Not only are male-dominated cultural, religious, and political power structures responsible for the reduced reproductive autonomy of women, the movement to make environmental justice all about personal choice is often sexist, since the burden of doing the extra work required to be "green," and monitor your family's environmental impact, falls disproportionately on women. Women are the ones who are supposed to wash the cloth diapers, make food from scratch instead of buying prepackaged, remember to use the reusable bags (because women do most of the grocery shopping), use menstrual cups instead of tampons, and apparently, avoid having babies.
So we shouldn't be concerned with -- much less suggesting hypocrisy on the part of -- the "Prius-driving, bottle-recycling, Sierra Club-donating woman" who "is rarely focused on the environmental consequences" when deciding to have a baby. Not only is that language tinged with anti-elitism scorn (which I don't think Courtney intended), it's also not at the heart of the problem.

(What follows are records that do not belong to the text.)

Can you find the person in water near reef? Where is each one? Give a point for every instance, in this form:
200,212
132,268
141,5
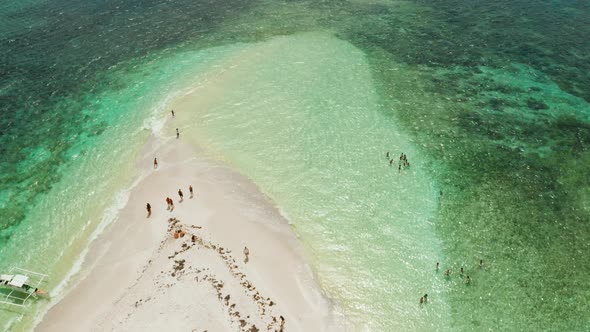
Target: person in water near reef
246,254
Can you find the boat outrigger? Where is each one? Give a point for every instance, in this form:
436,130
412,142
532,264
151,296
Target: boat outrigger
20,285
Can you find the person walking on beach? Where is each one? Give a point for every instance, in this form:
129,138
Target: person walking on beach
246,254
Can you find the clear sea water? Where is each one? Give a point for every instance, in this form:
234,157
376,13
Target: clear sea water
489,100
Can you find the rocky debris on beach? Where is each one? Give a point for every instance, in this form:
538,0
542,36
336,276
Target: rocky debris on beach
180,269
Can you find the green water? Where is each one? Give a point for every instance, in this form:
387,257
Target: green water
489,100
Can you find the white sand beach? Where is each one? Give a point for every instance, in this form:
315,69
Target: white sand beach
138,277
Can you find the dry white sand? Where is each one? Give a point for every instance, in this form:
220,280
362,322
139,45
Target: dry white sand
138,277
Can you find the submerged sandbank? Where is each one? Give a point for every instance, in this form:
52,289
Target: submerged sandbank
133,278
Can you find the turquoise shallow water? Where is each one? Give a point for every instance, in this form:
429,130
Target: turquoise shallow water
490,102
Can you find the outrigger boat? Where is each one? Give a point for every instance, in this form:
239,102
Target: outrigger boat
20,285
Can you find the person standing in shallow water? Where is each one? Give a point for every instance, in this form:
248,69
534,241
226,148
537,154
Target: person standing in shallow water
246,254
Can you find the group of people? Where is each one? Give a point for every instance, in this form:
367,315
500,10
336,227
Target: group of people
403,161
424,299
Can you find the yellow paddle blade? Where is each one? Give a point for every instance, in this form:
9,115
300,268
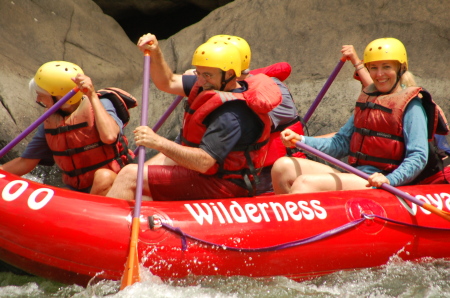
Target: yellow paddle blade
131,273
437,211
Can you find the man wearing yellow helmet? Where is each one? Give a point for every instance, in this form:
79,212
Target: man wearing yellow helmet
387,137
283,116
223,142
81,137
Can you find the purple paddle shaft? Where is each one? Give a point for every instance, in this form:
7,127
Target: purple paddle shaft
141,149
164,117
38,121
357,172
324,90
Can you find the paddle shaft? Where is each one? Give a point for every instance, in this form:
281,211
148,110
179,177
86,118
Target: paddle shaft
38,121
131,274
357,172
324,90
141,149
164,117
387,187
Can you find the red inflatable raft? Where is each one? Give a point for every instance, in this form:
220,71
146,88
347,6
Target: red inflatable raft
71,237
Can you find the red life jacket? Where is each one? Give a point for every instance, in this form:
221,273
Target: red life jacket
76,145
281,71
378,119
262,96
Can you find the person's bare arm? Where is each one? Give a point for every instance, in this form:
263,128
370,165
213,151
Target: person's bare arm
106,125
162,76
192,158
20,166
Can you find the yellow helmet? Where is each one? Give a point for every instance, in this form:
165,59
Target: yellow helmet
223,55
241,44
386,49
55,78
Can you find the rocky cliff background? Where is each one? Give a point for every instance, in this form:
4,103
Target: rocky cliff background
306,33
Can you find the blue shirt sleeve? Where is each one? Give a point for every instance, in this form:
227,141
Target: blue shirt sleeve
416,142
416,145
337,146
286,111
233,123
111,110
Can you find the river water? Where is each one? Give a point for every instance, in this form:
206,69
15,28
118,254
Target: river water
398,278
429,278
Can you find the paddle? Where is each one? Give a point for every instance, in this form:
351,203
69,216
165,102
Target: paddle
324,89
389,188
164,117
38,121
131,274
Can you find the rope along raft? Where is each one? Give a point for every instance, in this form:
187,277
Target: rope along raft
318,237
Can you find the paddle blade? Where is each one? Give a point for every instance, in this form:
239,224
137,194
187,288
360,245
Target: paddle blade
132,274
436,211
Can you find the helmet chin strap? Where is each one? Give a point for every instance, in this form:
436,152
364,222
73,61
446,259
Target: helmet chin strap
397,81
61,112
225,82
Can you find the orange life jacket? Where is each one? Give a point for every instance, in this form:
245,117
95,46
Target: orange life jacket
242,163
76,145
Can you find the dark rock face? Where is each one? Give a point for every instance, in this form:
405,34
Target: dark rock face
307,34
163,18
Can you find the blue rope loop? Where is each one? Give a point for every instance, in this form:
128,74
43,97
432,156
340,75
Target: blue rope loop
285,245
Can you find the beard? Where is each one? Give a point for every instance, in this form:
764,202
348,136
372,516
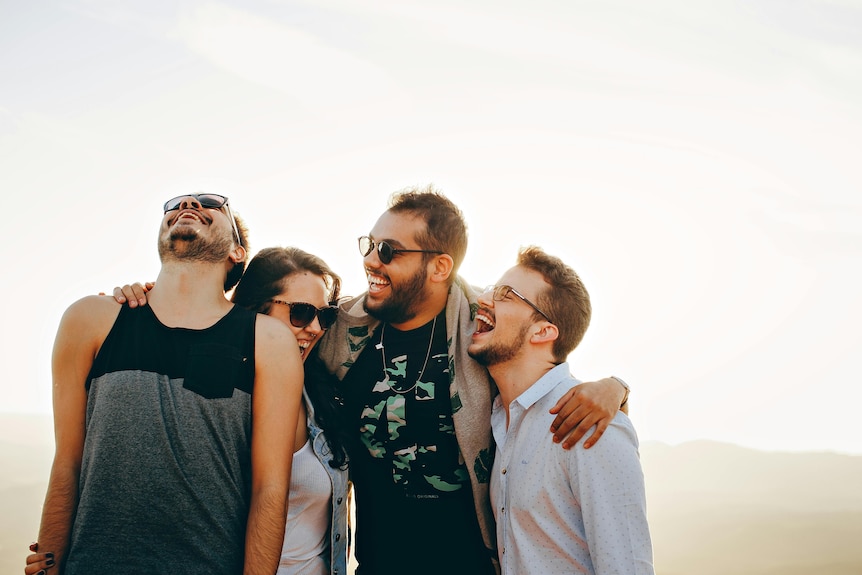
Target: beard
400,306
496,352
186,245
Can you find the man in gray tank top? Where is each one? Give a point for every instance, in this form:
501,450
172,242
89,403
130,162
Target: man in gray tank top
174,422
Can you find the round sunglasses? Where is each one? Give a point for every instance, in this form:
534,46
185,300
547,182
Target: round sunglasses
385,251
207,201
302,314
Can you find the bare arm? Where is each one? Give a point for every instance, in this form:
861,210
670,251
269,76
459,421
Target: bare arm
275,411
82,330
585,405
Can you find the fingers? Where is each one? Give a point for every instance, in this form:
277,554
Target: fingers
583,427
136,292
572,421
121,298
562,402
38,563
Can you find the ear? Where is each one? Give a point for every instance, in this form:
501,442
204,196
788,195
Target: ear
441,268
547,333
237,254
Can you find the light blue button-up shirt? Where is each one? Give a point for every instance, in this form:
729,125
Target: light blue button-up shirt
566,511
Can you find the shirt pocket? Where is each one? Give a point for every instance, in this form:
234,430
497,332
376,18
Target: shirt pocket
214,370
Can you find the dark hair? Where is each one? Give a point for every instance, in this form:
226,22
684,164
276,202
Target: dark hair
445,228
565,299
235,273
263,280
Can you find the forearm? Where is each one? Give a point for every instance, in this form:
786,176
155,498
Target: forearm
58,512
265,531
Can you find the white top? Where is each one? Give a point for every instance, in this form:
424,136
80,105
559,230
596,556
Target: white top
566,511
306,537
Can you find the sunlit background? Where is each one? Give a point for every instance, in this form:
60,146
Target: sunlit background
697,162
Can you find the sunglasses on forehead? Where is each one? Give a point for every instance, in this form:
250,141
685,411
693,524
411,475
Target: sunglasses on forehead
302,314
385,251
207,201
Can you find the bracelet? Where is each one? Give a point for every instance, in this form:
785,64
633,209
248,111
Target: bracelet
625,387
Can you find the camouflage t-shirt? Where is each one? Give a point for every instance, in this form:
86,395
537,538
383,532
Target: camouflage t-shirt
414,502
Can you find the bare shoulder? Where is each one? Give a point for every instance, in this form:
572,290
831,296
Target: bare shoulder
92,313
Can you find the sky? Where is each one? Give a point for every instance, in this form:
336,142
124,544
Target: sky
697,162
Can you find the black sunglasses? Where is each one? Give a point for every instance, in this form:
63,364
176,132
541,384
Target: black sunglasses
501,291
302,314
207,201
385,251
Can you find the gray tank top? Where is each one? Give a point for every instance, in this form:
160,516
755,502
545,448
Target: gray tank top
165,476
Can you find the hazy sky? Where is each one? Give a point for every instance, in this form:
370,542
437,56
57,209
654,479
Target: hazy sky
696,161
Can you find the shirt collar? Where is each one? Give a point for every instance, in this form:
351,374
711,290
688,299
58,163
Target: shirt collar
543,385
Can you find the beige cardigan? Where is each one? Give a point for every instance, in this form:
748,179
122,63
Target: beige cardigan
472,390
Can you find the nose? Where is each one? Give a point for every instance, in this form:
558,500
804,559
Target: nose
314,326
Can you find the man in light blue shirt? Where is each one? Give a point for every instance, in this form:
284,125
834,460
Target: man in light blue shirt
557,511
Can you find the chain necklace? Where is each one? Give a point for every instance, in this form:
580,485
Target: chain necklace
424,365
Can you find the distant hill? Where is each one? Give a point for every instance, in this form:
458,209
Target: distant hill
715,509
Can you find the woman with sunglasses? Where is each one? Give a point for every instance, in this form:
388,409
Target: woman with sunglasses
299,289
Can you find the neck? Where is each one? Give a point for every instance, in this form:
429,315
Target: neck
432,307
189,294
517,376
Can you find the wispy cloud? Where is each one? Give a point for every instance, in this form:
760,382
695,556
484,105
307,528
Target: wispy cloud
276,55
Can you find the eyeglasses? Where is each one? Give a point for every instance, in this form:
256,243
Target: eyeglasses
502,291
208,201
302,314
385,251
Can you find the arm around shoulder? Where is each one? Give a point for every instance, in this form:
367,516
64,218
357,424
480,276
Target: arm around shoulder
83,328
592,403
275,410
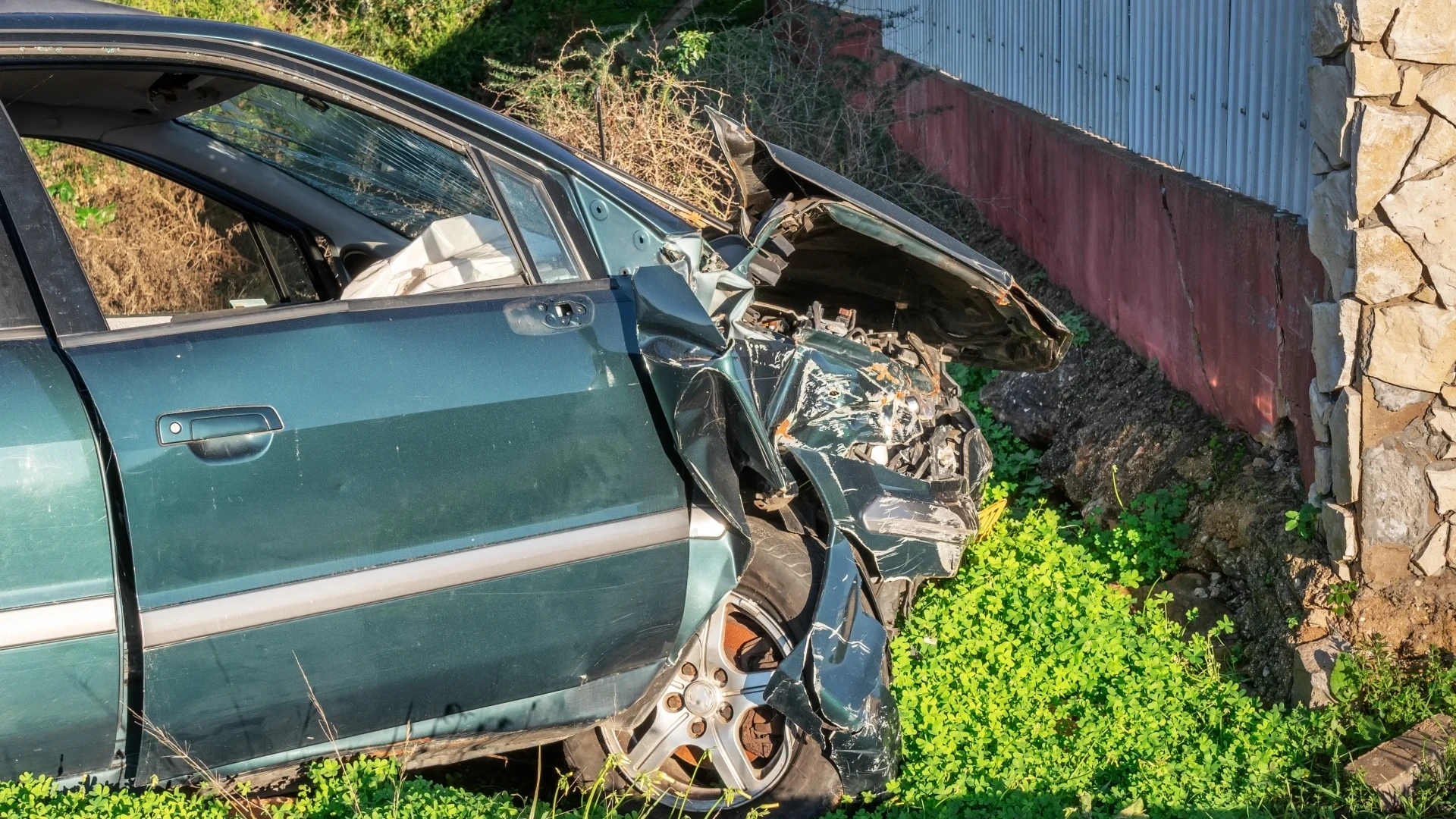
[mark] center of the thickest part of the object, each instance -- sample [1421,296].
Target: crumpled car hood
[852,248]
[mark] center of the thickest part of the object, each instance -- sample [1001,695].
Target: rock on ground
[1392,768]
[1117,409]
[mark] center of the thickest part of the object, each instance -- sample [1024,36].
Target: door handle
[546,315]
[193,426]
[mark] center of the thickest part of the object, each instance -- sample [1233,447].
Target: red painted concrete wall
[1210,283]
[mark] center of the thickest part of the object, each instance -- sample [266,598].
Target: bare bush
[653,121]
[147,245]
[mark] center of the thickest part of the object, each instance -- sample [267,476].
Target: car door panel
[410,430]
[421,657]
[60,649]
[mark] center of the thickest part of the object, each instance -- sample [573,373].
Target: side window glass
[290,262]
[379,169]
[526,199]
[419,188]
[149,246]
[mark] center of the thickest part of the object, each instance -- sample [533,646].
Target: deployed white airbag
[456,251]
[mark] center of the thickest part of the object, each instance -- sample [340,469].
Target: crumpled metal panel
[832,686]
[854,491]
[701,382]
[962,297]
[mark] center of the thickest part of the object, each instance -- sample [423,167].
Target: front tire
[710,745]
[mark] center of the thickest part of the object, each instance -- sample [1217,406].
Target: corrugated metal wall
[1215,88]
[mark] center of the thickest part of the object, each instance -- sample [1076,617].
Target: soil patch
[1111,428]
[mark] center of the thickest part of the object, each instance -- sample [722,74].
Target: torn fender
[909,529]
[701,381]
[856,249]
[832,684]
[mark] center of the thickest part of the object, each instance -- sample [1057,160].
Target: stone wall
[1383,226]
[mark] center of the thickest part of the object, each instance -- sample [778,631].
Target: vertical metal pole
[601,129]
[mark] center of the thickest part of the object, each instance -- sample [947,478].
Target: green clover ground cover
[1036,684]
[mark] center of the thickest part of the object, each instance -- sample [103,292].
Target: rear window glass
[379,169]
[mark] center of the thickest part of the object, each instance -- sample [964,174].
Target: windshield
[379,169]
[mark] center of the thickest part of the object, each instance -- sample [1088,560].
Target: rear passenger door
[60,646]
[428,513]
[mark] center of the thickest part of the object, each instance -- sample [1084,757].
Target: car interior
[218,193]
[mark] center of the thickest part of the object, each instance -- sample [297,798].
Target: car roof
[67,8]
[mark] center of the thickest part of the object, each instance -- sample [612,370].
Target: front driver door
[425,510]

We need to realize that attempting to save the environment by encouraging individuals to make more "green" choices isn't going to get us anywhere near solving our crisis. We need regulatory and political solutions -- even in America. For example, in my home city of D.C., a 5-cent tax on plastic bags was so effective at reducing bag usage that it's raising far less revenue than hoped. Economic incentives and regulation work. Shaming women by appealing to their sense of "green" virtue does not. Worse than that, it advances the narrative that women are primarily responsible for environmentally dangerous overpopulation in a world where men are still running the show.